3 — Optimized. Parallel sessions with worktrees. Structured task scoping. Writer-reviewer patterns for critical code. Systematic review of every output.

Feedback (0-3)

0 — Not started. Mistakes repeat. You fix errors manually and move on. No memory, no rule updates, no post-session review.

1 — Basic. You occasionally add to CLAUDE.md or memory after a bad session. But it is ad hoc — most friction goes uncaptured.

2 — Structured. You capture friction as it happens. Memory contains project-specific context. CLAUDE.md gets updated when patterns emerge. Verification runs before commits.

3 — Optimized. Active feedback loop. Every session makes the system smarter. Automated verification catches regressions. Rules evolve based on real usage. Unused rules get pruned.

The ECC harness audit

The ECC framework takes this further with a 0-70 point scoring system. It breaks your agent setup into seven categories, each scored 0-10.

ECC Harness Audit Categories
1. CLAUDE.md quality (0-10)
   Structure, specificity, boundary definitions, anti-patterns

2. Agent definitions (0-10)
   Custom agents, role definitions, specialization

3. Hook coverage (0-10)
   Lifecycle events covered, reliability, error handling

4. Skill inventory (0-10)
   Number, quality, coverage of major workflows

5. MCP configuration (0-10)
   Connected tools, security, relevance to workflow

6. Security posture (0-10)
   Permission settings, env protection, secret handling

7. Cost optimization (0-10)
   Context budget management, skill lazy-loading, session scoping

You do not need to use this exact rubric. The four-dimension audit is enough to identify your gaps. But the ECC categories show you the granularity that is possible — and give you concrete areas to improve in each dimension.

My audit results: honest numbers

Here is what I scored when I first ran this audit on my own setup. Not my current setup — my setup six months ago, when I started getting serious about the method.

Codebase: 3. This was my strongest area. Monorepo with clear package boundaries. TypeScript strict mode. Documented import rules.
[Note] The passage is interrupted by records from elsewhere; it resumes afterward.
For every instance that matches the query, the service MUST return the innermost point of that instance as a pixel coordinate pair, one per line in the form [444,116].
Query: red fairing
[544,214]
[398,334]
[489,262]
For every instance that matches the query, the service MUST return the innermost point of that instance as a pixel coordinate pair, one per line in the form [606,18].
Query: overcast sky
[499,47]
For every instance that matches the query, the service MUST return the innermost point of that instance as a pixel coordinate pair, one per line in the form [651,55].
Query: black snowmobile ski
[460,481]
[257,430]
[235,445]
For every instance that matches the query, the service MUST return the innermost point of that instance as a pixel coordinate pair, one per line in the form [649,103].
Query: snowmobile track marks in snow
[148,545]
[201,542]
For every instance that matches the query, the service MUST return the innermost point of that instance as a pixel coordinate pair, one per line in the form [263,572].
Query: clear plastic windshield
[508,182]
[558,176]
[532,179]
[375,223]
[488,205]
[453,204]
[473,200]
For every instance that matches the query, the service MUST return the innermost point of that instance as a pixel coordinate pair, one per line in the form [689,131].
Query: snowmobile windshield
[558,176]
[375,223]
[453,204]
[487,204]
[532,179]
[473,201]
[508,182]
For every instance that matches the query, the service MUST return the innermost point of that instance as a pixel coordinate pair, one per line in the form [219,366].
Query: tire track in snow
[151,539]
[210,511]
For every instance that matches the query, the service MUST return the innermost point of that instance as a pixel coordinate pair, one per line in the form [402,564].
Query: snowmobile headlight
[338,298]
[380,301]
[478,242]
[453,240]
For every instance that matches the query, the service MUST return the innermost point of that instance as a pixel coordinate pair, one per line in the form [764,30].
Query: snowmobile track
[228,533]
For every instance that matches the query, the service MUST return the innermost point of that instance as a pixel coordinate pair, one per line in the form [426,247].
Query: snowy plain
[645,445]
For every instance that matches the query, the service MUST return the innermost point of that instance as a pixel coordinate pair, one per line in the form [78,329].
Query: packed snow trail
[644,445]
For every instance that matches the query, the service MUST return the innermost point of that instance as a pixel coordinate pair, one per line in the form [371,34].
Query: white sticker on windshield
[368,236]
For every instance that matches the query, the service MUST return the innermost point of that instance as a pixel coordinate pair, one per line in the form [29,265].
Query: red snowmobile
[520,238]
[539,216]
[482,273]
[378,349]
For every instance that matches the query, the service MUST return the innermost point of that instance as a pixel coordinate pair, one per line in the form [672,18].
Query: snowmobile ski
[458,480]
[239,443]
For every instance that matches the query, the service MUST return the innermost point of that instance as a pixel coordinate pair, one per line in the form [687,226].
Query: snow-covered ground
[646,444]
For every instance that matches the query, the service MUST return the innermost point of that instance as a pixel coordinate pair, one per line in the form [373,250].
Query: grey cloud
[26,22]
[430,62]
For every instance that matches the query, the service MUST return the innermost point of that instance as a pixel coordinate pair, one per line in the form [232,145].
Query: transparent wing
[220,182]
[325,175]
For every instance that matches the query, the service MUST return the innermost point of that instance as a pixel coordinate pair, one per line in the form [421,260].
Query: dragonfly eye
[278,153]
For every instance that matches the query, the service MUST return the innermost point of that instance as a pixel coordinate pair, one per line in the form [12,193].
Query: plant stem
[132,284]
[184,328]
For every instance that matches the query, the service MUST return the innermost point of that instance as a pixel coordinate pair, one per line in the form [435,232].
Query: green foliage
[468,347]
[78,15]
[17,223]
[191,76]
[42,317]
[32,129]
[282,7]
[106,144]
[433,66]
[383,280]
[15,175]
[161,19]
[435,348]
The codebase was already agent-friendly because it was engineer-friendly.

Configuration: 1. I had a CLAUDE.md, but it was the /init output plus a few lines I had added manually. No skills. No hooks. One MCP (Supabase). Everything else was default.

Workflow: 2. I was writing specs for bigger tasks and using plan mode sometimes. But I was running single sessions, not using worktrees, and my task scoping was inconsistent.

Feedback: 1. I was using memory occasionally, but most friction went uncaptured. I would fix Claude's mistakes, sigh, and move on. The same mistakes showed up the next day.

Total: 7 out of 12. That gap between codebase (3) and configuration (1) told me exactly where to invest. My codebase was ready for an agent, but my agent setup was not ready for the codebase.

Turning the audit into a build plan

Your audit results map directly to the remaining lessons in this chapter.

Low codebase score? Focus on conventions and structure before configuring Claude. No amount of CLAUDE.md rules will fix a chaotic codebase. This is pre-work — not covered in this chapter, but covered in Chapter 2.

Low configuration score? Lessons 2 and 3 are for you. You will build your CLAUDE.md from scratch and create a skill library.

Low workflow score? Chapter 6 already covered parallel sessions and scaling. Review those lessons and apply them to your daily work.

Low feedback score? Chapter 5 covered the feedback loop. Review it. Then in Lesson 5 of this chapter, you will build the maintenance loop that keeps everything alive.

The audit is not the destination. It is the map. Now you know where you are. The remaining lessons show you where to go.